On collaborating with her dog

 

Charlie the Dog Pilgrim with GPS tracker and bells

The poet and environmental activist Susie Campbell contacted me in 2023 at the start of her project, when her dog Charlie was still a puppy and her project along the Pilgrim’s Way in West Surrey (UK) was wanting to find its compass. I was delighted to coach this project in its initial phases.

Two years later, it is out in bookform as Wastelands. Her pieces are a direct result of her research and material processes: local digging, autobiographic tracings, cultural geologies, activist commitment, visual tracings, photographic excavations. A deeply hybrid and purpose-led method that she calls her “waste poetics”: “a layered, unstable, and lively space of loss, damage and detritus”.

It also brings forward her active and unusual collaboration with her dog Charlie as tracker. She shared with me some work in progress materials and answered a couple of questions about this particular aspect of her process.
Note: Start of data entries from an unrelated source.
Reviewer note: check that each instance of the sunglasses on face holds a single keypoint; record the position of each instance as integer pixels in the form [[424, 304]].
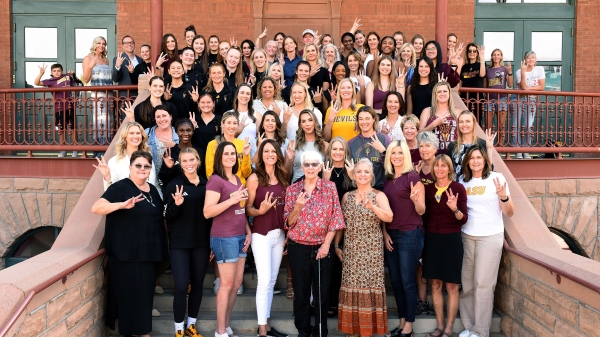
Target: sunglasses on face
[[144, 167]]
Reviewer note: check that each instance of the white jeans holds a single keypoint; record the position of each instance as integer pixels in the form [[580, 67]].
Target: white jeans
[[268, 251]]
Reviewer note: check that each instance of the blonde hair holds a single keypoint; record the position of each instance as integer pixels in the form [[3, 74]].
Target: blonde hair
[[95, 42], [338, 96], [390, 172], [121, 147], [434, 103], [307, 100]]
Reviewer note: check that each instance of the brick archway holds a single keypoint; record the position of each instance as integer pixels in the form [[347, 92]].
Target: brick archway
[[294, 16]]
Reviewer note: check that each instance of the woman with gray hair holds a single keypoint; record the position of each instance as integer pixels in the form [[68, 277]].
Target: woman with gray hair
[[362, 304]]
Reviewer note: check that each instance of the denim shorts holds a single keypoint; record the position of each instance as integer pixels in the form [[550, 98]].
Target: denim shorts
[[228, 249]]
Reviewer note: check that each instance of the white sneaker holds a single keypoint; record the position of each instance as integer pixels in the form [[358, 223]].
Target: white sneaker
[[216, 286]]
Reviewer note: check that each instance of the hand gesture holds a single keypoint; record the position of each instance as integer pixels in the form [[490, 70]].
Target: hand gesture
[[128, 111], [194, 93], [500, 189], [302, 199], [414, 192], [162, 58], [178, 197], [267, 204], [419, 166], [489, 136], [129, 203], [167, 94], [246, 150], [239, 195], [103, 168], [193, 119], [349, 168], [318, 95], [376, 143], [452, 199], [263, 34], [167, 159]]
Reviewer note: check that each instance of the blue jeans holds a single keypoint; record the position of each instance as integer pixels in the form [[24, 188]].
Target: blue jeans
[[402, 264]]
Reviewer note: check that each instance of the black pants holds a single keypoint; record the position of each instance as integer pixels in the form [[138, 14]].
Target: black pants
[[188, 265], [304, 265]]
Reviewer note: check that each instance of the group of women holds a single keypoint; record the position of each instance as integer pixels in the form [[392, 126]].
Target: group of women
[[221, 137]]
I asked Susie to share with us some excerpts, process shots and notes.

On Charlie, her Dog Pilgrim, Susie writes:

Encouraged by Caroline’s support, I collaborated with my dog Charlie to explore alternative ways of navigating a place profoundly changed by industrial extraction and landfill, tracing Charlie’s movement patterns, recorded by his GPS tracker and the sound of his collar bells, and developing a ‘waste poetics’ suggested by the decomposing textile waste he helped me dig up.

Susie Campbell retrieving textile waste from the closed landfill discovered by Charlie. Filmstill from work in progress towards Wastelands (2025).
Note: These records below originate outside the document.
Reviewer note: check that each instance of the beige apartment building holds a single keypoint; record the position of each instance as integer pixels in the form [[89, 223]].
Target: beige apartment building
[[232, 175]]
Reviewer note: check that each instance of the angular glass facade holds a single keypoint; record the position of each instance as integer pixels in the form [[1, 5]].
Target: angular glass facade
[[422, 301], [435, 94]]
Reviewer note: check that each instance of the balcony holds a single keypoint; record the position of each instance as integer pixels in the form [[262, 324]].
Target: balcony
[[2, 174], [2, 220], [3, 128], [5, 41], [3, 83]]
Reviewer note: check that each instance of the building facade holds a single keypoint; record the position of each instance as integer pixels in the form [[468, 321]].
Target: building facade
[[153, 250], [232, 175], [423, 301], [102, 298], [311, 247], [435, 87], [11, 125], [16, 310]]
On the resulting sequence “Dog Pilgrim”:

‘Dog Pilgrim’ was made in collaboration with Charlie. The poem seeks ways of mapping, that which is no longer there, exposing its supposed Ordnance Survey map coordinates as a nonsense (‘all points float across a void’), using them instead as magical or musical notation.

The wasteland that emerges is mythological, spiritual, and cultural, as well as literal.
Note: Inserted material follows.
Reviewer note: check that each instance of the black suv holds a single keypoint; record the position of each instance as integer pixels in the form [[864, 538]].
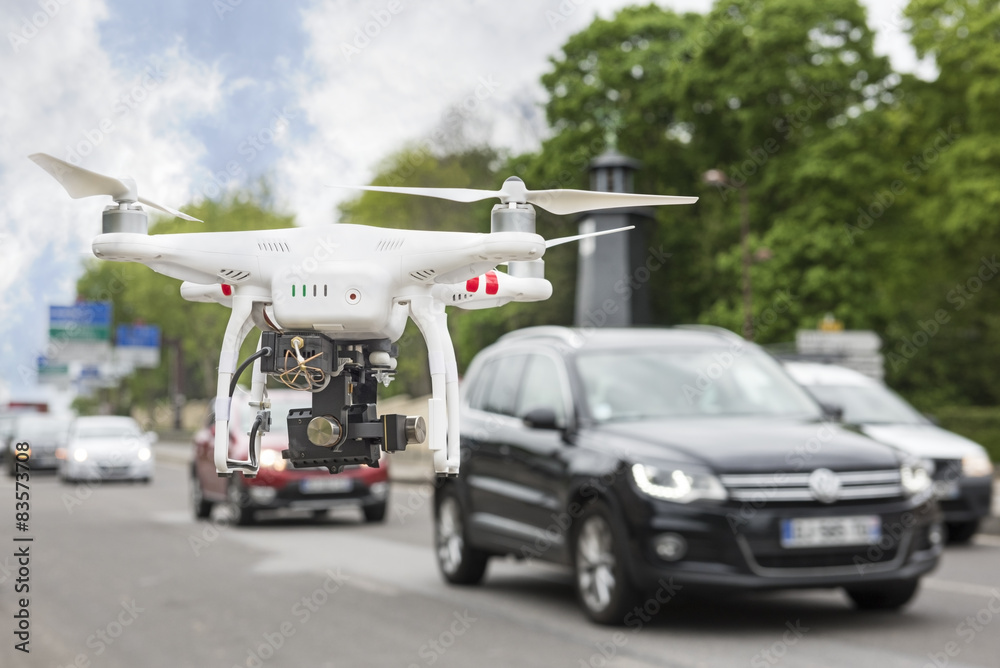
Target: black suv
[[641, 457]]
text lines using Ordnance Survey coordinates

from “Dog Pilgrim”

from “Waste Poetics”

What it means to be working with Charlie:

CB: Beyond the activist retrieval in the field, can you tell me what working with Charlie did for the writing process itself?

Susie: The challenge of how to incorporate my notations of Charlie's movements within the written text had a significant impact on how I approached the page itself. I was already thinking of the long poem form as a textual environment but the spatialities of the ‘Charlie notations’ pushed me to rethink the whole space of the page itself.

This also opened up options for exploring the directionality of the text. I have for some time been fascinated by the multi-directionality of some of Gertrude Stein's sentences and so I was excited when I realised that the Charlie marks might offer alternative reading directions and orderings. This was quite a radical liberation of my approach to the page.

Working with Charlie seemed to release what I might describe as a 'trickster' energy in the writing process. What happens on the page is rooted in some of the more intuitive communications between myself and Charlie.

CB: Do you think this specific way of collaborating carries other long term impact for your work ?

Susie: Well, since completing Wastelands, I have adopted a second rescue dog and so there are all sorts of possibilities now for collaborating, thinking and acting as a 'pack' which might be different from a single human-animal collaboration. This is very exciting for me as a way into exploring different spatialities and temporalities, and ultimately new, more-than-human grammars.

After collaborating with Charlie, this is not just a landscape haunted by human oppression but also by ghosts of the other-than-human, like spectral flocks of sheep.

My current work-in-progress explores the impact of the medieval wool trade on what becomes the ‘wastelands’ landscape, looking at land enclosures, the impact on the natural and social environment etc.

Wastelands is out with Guillemot Press.